Objective To investigate the effects of mesenchymal stem cells (MSC) derived from bone marrow of multiple myeloma patients (MM-MSC) and normal donors (ND-MSC) on the function of T cells and dendritic cells (DC). Methods MSC were isolated and cultured from bone marrow of multiple myeloma patients and normal donors. Cytokines were detected by enzyme-linked immunosorbent assay (ELISA).Immunophenotype was detected by flow cytometry (FCM). The apoptosis of cells were detected by Annexin-V/PI assay. In order to compare the influence of MSC (MM-MSC group vs ND-MSC group) on DC-mediated T cells killing function, ND-MSC (ND-MSC group) and MM-MSC (MM-MSC group) were co-cultured with DC +T cells + U266 cells, respectively.
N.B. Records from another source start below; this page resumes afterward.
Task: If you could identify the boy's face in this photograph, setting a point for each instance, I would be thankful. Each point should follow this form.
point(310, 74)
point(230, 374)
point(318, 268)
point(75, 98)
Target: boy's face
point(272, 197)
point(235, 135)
Results The expression of TGF-1 by MM-MSC were higher than that by ND-MSC (P ＜0.05). The proliferation of T lymphocytes, activation and killing function were significantly inhibited and T cells apoptosis were significantly promoted by MM-MSC than that by ND-MSC (P ＜0.05).When co-cultured with DC, MSC inhibited immature DC (imDC) maturation and IL-12 expression (P ＜0.01).After MSC co-cultured with DC + T cells + U266 cells, the apoptosis of U266 cells induced by T cells decreased significantly and the apoptosis were significantly inhibited by MM-MSC than by ND-MSC (P ＜0.01).Conclusion MM-MSC can inhibit T cell activation and killing function and express a high level TGF-1.MM-MSC may inhibit DC differentiation, maturation and cytokine secretion. MSC in bone marrow microenvironment may play an important role in pathogenesis of MM.